FRISCO, Texas -- The last time Kellen Moore found himself in Indianapolis in late February, he was trying to convince NFL teams he was worth a draft selection after setting NCAA records at Boise State.
He won 50 games. He threw 142 touchdown passes and had 14,667 passing yards. But the only numbers that mattered were what the scouts saw: 6-foot, 197 pounds, a good but not great arm, which played a big part in why he wasn’t drafted.
Six years later, Moore was back in Indianapolis, not looking very much different than he did as a prospect, except he was on the other side of the scouting process as the Dallas Cowboys quarterbacks coach.
Of all the assistant coach moves made by the Cowboys this offseason, Moore has the most intrigue because last season he was a teammate of Dak Prescott’s. Two years ago, Moore was Tony Romo’s backup and if he had not broken his ankle in the first week of training camp in 2016, he would have had the first shot to be the Cowboys’ starter after Romo suffered a compression fracture in his back in a preseason game.
Moore long moved past that disappointment as Prescott had one of the best seasons for a rookie quarterback in NFL history.
Now he is partly responsible for Prescott’s development into a franchise quarterback.
“We talked about it with Dak even before it happened, that it could happen somewhere down the road,” offensive coordinator Scott Linehan said. “Kellen’s one of those guys, they respect him. He wasn’t there to be anybody’s, I mean, he’s friends with those guys don’t get me wrong, but I think they’ve been looking at him like a mentor or a coach anyway because of the stuff he does behind the scenes.”
The first public inkling that Moore could join Jason Garrett’s staff happened immediately after the season when Moore did not sign a reserve/futures deal as the other practice squad players.
Executive vice president Stephen Jones said the team had conversations with Moore about possibly becoming a coach during last season. When Wade Wilson was informed he would not return, Moore got the job. That Moore doesn’t turn 29 until July and will be charged with shepherding the most important player on the roster, along with Linehan and Garrett, does not mean much to Jones.
“Look at all the young coaches that are head coaches, head coaches that are coaching in this league, you have college coaches who are 30 years old out there coaching,” Jones said. “Kellen comes from an amazing background, dad’s a coach, grew up around ball. He’s just a football guy.”
The Cowboys asked Garrett if wanted to coach after the 1999 season, but he was not ready to stop playing.
“I’m for playing for as long as you can play,” said Garrett, whose career ended in 2004. “To play in the National Football League is a really unique opportunity, we’ve all been dreaming about it since we were this high. I, myself personally, wanted to play for as long as I could. I played until I was 38. That was something that I think was really important. We wanted to emphasize that to him, once you go over to coaching, it’s hard to come back.”
In 2005, Garrett was named quarterbacks coach of the Miami Dolphins by Nick Saban.
“Oftentimes when you’re a player, you sit in a room and you have kind of all the answers in your head, ‘Ah, I’ll do it this way.

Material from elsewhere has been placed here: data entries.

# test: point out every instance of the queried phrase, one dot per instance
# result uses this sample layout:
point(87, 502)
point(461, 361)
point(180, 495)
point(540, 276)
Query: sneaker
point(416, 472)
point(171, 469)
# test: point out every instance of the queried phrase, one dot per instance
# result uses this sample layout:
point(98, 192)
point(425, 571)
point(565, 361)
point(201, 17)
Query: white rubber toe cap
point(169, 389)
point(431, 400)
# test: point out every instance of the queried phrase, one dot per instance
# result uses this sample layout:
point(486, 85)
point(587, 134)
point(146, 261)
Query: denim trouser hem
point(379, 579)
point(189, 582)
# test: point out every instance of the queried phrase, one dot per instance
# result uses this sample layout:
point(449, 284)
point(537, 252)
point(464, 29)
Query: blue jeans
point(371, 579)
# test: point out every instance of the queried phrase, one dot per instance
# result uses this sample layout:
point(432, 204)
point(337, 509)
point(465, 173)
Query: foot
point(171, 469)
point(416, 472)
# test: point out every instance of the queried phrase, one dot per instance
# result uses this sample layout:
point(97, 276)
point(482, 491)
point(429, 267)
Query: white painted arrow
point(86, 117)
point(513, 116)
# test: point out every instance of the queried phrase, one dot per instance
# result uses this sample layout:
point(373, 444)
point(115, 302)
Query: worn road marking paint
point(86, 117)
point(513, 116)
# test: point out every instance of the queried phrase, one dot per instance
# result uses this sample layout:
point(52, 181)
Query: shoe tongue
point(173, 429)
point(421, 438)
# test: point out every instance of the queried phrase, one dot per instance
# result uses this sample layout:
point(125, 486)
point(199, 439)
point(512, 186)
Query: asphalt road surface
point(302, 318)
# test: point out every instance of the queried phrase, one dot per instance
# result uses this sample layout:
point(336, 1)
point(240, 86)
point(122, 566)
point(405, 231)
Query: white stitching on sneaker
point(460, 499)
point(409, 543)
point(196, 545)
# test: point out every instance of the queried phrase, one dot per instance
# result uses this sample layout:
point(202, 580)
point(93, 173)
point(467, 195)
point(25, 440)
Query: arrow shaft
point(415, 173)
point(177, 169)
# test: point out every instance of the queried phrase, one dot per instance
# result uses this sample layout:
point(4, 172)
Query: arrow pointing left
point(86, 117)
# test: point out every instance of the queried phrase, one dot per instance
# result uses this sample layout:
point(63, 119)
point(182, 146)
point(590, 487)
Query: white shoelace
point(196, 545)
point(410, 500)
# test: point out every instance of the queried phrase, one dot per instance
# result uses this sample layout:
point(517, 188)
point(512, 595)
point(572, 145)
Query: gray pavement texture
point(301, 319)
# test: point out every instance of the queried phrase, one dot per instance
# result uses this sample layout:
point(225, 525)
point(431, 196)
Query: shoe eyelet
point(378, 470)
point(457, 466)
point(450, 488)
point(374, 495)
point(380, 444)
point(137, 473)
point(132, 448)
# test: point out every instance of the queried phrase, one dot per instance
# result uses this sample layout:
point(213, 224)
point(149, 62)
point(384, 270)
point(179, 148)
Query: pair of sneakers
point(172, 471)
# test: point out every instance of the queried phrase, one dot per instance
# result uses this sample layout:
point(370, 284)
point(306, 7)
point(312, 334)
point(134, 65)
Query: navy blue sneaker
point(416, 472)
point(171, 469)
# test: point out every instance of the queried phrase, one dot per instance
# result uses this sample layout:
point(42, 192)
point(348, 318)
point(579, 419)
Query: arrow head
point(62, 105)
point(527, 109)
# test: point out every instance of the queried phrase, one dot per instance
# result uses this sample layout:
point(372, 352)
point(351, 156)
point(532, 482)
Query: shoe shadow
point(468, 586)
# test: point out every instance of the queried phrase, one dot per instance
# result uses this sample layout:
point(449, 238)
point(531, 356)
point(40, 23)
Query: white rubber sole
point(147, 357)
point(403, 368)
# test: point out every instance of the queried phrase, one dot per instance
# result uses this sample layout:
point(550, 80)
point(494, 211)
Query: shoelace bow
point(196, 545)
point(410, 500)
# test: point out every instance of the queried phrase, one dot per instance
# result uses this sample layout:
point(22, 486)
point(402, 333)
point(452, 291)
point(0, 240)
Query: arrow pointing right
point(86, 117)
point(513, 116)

I can’t believe he said that. Da, da, da, da,’” Garrett said. “Then when you flip it around and you have to run the meeting, you’ve got to run the practice and you’ve got to put it all together and come up with the plan and have all the answers to all the questions, it’s different.”

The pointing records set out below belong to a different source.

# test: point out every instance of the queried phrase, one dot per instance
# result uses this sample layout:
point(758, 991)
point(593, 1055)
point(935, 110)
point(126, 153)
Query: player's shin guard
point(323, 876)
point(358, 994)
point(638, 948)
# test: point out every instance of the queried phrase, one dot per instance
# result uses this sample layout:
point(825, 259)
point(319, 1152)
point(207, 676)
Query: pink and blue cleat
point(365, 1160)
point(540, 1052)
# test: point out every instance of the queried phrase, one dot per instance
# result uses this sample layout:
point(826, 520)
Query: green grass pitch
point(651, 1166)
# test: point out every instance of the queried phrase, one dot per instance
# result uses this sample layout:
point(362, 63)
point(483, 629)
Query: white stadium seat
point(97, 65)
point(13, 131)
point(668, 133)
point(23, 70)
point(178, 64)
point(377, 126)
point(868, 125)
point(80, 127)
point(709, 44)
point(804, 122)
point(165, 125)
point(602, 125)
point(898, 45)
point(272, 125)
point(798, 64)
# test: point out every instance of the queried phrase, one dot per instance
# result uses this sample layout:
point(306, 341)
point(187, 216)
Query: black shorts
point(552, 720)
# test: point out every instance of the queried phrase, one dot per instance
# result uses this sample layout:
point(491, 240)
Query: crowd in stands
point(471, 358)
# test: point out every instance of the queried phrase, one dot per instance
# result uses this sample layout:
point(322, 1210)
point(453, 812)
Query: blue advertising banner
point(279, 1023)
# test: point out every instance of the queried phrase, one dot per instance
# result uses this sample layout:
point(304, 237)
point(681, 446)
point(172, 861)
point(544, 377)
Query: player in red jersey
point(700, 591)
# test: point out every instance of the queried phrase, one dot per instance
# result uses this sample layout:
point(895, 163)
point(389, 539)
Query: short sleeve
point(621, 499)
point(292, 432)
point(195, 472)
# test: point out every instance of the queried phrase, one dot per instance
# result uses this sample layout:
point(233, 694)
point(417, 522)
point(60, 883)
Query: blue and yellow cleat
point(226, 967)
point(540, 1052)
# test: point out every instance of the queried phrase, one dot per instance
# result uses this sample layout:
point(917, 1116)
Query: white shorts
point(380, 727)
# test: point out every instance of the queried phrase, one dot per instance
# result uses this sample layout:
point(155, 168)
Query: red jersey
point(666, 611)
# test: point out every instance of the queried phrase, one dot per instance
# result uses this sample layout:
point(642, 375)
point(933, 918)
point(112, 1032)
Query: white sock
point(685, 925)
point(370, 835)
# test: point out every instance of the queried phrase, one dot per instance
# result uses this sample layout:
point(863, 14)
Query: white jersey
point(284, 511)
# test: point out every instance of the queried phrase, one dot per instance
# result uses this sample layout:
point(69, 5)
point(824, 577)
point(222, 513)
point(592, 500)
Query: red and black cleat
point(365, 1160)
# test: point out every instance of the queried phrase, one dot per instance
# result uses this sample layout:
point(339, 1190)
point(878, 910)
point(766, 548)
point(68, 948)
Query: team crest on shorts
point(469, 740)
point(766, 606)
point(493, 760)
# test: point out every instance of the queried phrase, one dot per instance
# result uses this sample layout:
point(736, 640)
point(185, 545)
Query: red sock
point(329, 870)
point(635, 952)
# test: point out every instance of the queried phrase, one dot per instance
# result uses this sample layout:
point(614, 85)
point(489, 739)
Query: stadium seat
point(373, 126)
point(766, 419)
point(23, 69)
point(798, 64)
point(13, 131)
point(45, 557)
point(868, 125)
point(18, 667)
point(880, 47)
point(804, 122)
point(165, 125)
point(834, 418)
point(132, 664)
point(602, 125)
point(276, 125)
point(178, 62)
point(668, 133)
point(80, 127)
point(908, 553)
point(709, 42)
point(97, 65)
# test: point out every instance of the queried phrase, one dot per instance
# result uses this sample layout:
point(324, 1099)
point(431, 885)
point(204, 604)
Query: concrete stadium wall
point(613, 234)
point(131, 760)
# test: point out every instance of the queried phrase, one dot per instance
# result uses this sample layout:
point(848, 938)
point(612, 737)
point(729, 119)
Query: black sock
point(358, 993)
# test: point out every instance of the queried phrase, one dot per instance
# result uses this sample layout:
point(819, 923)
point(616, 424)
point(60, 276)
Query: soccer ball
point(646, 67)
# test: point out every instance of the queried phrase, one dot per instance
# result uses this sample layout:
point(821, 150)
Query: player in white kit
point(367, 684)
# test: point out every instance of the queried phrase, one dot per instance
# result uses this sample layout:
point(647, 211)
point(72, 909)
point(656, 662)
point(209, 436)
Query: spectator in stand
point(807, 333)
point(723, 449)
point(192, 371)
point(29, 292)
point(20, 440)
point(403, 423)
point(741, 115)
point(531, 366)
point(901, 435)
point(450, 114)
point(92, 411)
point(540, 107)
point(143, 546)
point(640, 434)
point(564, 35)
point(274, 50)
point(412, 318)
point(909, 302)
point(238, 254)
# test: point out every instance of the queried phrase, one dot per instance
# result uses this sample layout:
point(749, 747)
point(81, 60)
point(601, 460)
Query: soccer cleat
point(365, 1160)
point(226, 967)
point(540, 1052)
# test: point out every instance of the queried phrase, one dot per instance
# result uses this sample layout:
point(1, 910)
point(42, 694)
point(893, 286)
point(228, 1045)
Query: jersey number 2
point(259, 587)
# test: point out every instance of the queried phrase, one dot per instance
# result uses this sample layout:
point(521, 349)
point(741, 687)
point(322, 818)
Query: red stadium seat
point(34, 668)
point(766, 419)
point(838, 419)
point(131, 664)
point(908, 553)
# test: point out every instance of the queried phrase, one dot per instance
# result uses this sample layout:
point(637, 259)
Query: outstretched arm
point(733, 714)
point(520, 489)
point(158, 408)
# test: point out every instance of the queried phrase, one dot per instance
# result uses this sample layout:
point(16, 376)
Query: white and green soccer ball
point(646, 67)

Mike Vrabel knew he wanted to coach when he finished his NFL career in 2010. In 2011, he was linebackers coach at Ohio State under Urban Meyer. He moved to defensive line coach for two seasons before joining the Houston Texans as linebackers coach in 2014. Last season he was the Texans defensive coordinator. This offseason, he was named head coach of the Tennessee Titans.

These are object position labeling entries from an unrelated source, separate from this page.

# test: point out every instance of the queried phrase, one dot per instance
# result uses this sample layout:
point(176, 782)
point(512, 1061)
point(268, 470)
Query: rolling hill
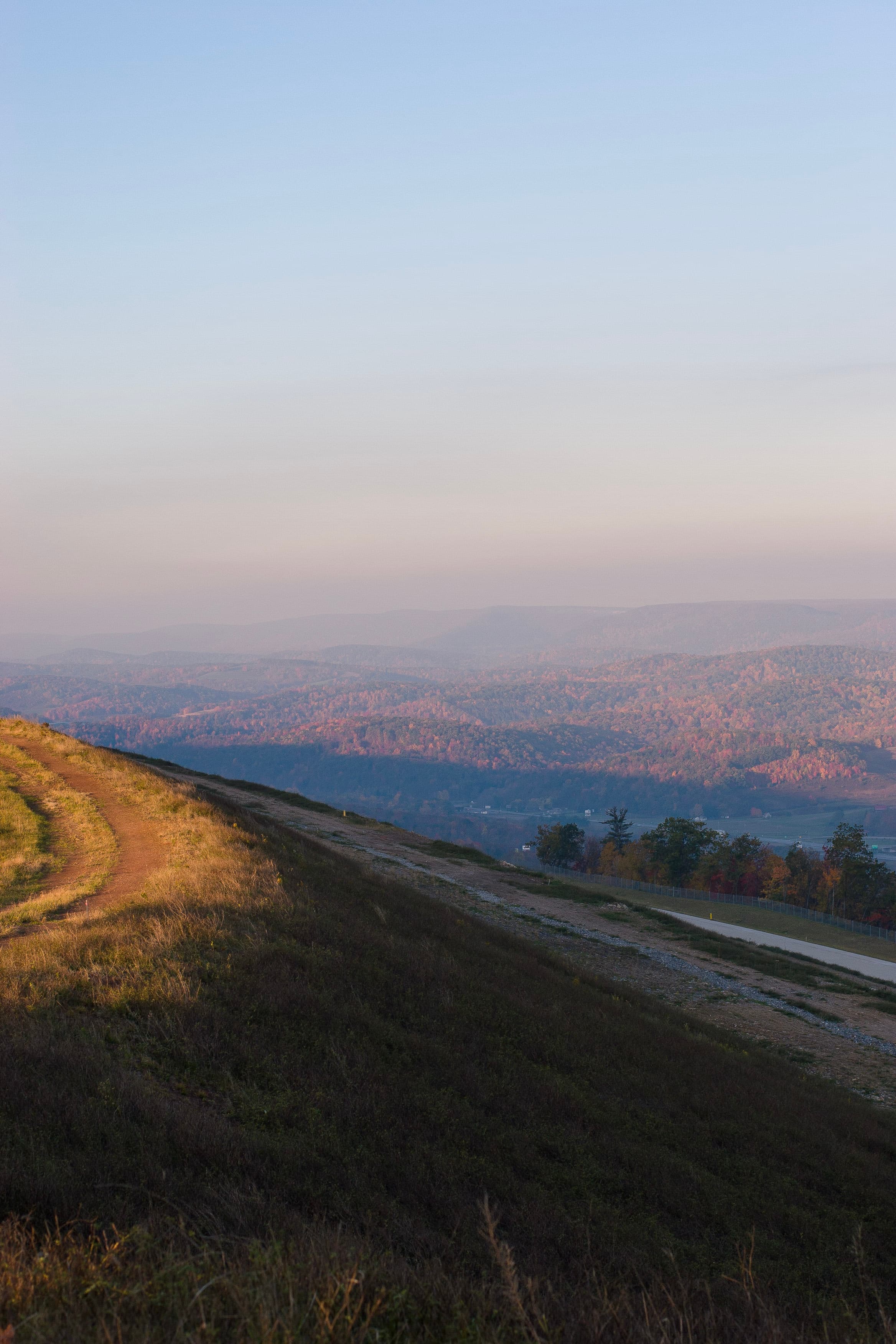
point(256, 1089)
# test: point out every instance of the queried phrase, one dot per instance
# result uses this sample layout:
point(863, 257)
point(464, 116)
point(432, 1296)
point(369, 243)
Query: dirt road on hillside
point(140, 851)
point(839, 1034)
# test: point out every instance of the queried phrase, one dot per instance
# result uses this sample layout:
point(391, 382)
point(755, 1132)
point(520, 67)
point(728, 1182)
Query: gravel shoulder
point(829, 1021)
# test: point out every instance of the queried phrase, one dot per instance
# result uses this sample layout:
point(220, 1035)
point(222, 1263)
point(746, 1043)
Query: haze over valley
point(469, 725)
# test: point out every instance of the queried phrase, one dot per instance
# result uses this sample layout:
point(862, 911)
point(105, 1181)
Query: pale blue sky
point(346, 306)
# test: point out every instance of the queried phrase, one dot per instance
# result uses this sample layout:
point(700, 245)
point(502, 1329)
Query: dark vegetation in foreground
point(284, 1124)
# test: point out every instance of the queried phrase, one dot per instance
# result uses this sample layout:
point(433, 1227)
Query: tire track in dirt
point(140, 850)
point(76, 866)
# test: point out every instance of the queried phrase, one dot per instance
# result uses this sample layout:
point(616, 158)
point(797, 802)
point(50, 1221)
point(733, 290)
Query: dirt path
point(76, 866)
point(620, 941)
point(140, 851)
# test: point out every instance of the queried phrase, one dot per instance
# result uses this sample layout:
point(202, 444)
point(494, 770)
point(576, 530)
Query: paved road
point(852, 960)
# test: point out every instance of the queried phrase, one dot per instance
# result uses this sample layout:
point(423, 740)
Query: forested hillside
point(663, 731)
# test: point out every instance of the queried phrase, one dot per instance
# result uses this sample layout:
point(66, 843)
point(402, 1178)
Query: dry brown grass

Asked what the biggest transition he had to make in going from player to coach, Vrabel said: “Learning how to be a great teacher. I think that as a player, you can be instinctive and you can have awareness and understand the playbook and things kind of come, let’s say, naturally. But when you go back and you’re coaching 18- and 19-year-old kids in college, you better have a play, you better have a progression, you better have a teaching style that’s able to stimulate them, as well as get your message across to them in different ways. Understanding that they learn differently. Some guys need walk-throughs. Some guys love to watch film. Some guys love to get on the board.”
Moore won’t be coaching 18- or 19-year-olds and he won’t be coaching strangers in Prescott and Cooper Rush.
“In some cases coaches are born and if you ever met Kellen’s dad, his family, I think you could see this legacy of this is what he’s going to do when he’s done playing,” Linehan said. “Played for his dad in high school, extremely successful, went on and had a great career at Boise and gave the NFL a shot not being the most physically imposing quarterback in the history of the game or anything like that. But he just knows how to play. You could see that when he did play. You could see how much he understands the game and he knew he wasn’t going to play forever.”